Related AP English Literature Guides
Vocabulary
The following words are mentioned explicitly in the College Board Course and Exam Description for this topic.Term | Definition |
|---|---|
anticipation | The reader's expectation or sense of what might happen next in a narrative, creating suspense. |
catharsis | A moment of emotional release or purification that often occurs when central conflicts in a plot are resolved. |
competing value systems | Conflicting sets of beliefs, principles, or priorities held by different characters or groups within a text. |
conflict | A struggle or opposition between characters, forces, or ideas that drives the narrative forward. |
plot | The sequence of events in a narrative that are connected through cause-and-effect relationships, with each event building on the others. |
resolution | The part of a narrative where conflicts are settled and loose ends are tied up after the climax. |
significant event | A key occurrence or moment in a plot that drives the narrative forward and contributes to the development of themes and conflicts. |
suspense | The tension or uncertainty created in a narrative that keeps the reader engaged and wondering about the outcome of events. |
unresolved ending | A conclusion to a narrative in which central conflicts remain unsettled, leaving ambiguity about outcomes. |
Frequently Asked Questions
How does suspense work in AP Lit?
Suspense works through uncertainty, anticipation, and the arrangement of events. Significant events accumulate, collide, or withhold information so readers feel tension about what will happen or what it means.
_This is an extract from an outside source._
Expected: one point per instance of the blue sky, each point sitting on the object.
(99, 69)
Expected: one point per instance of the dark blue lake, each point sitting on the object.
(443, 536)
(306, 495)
What is resolution in literature?
Resolution is the part of a plot where central conflicts or tensions come to an end. It can create closure, catharsis, or a final shift in how readers understand the work.
What is catharsis?
Catharsis is emotional release after built-up tension or conflict. It does not have to mean a happy ending; tragedy can also produce catharsis through loss or recognition.
What does an unresolved ending do?
An unresolved ending can leave tension open on purpose. It may suggest uncertainty, complexity, or the idea that a conflict cannot be neatly solved.
How do significant events show competing values?
Significant events often force characters to act on beliefs, desires, or loyalties. Those choices reveal competing value systems tied to the text’s central conflict.
How do I analyze plot development without summarizing?
Focus on function. State what structural choice the writer makes, such as foreshadowing, escalation, or unresolved resolution, then explain how it shapes suspense or meaning.